Open carlbrown opened 7 years ago
I updated BlueSockets to the latest 4.0 toolchain (see https://github.com/IBM-Swift/BlueSocket/tree/UnsupportedWIP/) to see if that was the problem, and the BlueSocket tests run clean on Linux under the latest snapshots, so that's not it.
The investigation continues.
It appears that the issue is happening because, in the test that passes, the attempt to close the socket fails (although the test passes).

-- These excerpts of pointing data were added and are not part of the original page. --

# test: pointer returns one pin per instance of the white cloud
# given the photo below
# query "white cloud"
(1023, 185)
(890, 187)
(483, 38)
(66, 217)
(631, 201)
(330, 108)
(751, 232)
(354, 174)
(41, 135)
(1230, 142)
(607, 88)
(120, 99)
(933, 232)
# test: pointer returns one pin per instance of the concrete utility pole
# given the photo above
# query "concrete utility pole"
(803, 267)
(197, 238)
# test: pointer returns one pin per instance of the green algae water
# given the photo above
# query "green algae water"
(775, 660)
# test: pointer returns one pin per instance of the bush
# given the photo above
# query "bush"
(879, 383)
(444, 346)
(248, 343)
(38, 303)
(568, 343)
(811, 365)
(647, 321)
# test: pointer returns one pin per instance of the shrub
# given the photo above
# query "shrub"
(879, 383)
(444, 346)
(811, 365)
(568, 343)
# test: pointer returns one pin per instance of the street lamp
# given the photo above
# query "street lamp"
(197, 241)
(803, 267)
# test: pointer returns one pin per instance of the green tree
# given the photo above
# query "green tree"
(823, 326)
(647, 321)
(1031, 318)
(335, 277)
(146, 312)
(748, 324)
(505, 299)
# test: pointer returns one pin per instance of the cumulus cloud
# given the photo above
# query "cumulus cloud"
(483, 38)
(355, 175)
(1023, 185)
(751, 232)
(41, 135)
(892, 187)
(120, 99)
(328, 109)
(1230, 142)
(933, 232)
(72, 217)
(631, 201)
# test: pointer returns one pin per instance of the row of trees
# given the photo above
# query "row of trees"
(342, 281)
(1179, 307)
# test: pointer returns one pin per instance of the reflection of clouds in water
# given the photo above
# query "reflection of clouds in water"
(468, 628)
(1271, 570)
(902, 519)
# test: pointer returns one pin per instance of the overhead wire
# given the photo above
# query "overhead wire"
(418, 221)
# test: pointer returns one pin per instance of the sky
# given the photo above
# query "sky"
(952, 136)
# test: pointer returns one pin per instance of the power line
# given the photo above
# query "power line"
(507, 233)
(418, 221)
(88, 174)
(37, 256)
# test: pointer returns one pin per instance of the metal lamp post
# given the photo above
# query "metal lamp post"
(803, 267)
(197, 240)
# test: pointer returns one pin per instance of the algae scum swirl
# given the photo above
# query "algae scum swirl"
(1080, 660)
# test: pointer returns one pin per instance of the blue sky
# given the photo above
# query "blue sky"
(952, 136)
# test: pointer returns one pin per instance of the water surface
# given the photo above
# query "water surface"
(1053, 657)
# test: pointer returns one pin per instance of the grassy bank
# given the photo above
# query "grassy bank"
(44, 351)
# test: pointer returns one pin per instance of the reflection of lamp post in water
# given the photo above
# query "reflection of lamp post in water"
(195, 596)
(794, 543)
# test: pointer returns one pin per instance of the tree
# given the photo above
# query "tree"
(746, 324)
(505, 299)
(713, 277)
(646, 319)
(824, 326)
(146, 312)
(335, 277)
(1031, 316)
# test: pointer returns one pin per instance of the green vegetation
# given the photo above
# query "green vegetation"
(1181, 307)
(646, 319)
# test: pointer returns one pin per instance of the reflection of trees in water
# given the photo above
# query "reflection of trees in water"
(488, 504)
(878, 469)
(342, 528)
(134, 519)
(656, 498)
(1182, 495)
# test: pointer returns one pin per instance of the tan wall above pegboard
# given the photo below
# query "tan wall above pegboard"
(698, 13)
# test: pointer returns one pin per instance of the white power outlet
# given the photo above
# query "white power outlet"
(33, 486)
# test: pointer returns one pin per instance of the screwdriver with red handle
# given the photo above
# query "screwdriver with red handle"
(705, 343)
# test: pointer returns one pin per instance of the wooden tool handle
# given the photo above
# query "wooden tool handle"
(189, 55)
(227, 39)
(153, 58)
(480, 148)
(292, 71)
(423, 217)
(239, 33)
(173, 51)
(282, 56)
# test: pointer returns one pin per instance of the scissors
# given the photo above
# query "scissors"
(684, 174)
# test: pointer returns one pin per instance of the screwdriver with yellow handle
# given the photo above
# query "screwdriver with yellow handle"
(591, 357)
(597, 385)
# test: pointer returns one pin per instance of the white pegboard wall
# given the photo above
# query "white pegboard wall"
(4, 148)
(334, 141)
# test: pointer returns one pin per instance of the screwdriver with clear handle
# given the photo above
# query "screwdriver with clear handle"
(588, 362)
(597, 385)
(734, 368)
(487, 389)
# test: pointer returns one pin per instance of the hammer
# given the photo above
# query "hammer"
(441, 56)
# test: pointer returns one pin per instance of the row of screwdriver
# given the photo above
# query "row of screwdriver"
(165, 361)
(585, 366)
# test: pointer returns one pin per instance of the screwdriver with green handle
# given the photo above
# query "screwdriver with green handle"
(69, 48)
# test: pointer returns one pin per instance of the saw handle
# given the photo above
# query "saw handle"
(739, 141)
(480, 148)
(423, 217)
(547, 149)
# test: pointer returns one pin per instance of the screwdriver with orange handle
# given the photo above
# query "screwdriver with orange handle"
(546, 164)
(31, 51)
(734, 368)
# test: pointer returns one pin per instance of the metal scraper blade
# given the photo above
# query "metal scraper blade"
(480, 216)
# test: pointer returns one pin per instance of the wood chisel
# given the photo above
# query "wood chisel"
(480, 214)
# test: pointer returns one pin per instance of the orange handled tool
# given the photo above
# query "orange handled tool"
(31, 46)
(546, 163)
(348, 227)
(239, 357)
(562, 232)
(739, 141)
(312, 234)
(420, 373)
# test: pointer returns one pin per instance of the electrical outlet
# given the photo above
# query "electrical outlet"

Here's the working output (with some extra prints) on the Mac:
Test testHelloEndToEnd() on port 53808
Connection Accepted
Listener called
process setting blocking mode
process resuming reader source <OS_dispatch_source: 0x7f8e8cf0b170> on socket 13
reader source event
reader source event about to read
reader source read 223 bytes
reader source sending to parser
reader source returned from parser
reader source event about to read
close called
socket valid calling close on it
checking reader queue <OS_dispatch_queue_serial: Read Queue 0[0x7f8e8ce2ef40]> before calling cancel
ReaderSource Event Error: Error code: -9982(0x-26FE), Bad file descriptor
close called
checking reader queue <OS_dispatch_queue_serial: Read Queue 0[0x7f8e8ce2ef40]> before calling cancel
reader source cancel
Calling close() on socket -1
close called
And here's the same (failing) call on Linux:
Test testOkEndToEnd() on port 43869
Connection Accepted
Listener called
process setting blocking mode
process resuming reader source Dispatch.DispatchSource on socket 9
reader source event
reader source event about to read
reader source read 228 bytes
reader source sending to parser
reader source returned from parser
close called
socket valid calling close on it
checking reader queue Dispatch.DispatchQueue before calling cancel
checking reader source Dispatch.DispatchSource before calling cancel
Test Case 'ServerTests.testOkEndToEnd' passed (0.021 seconds)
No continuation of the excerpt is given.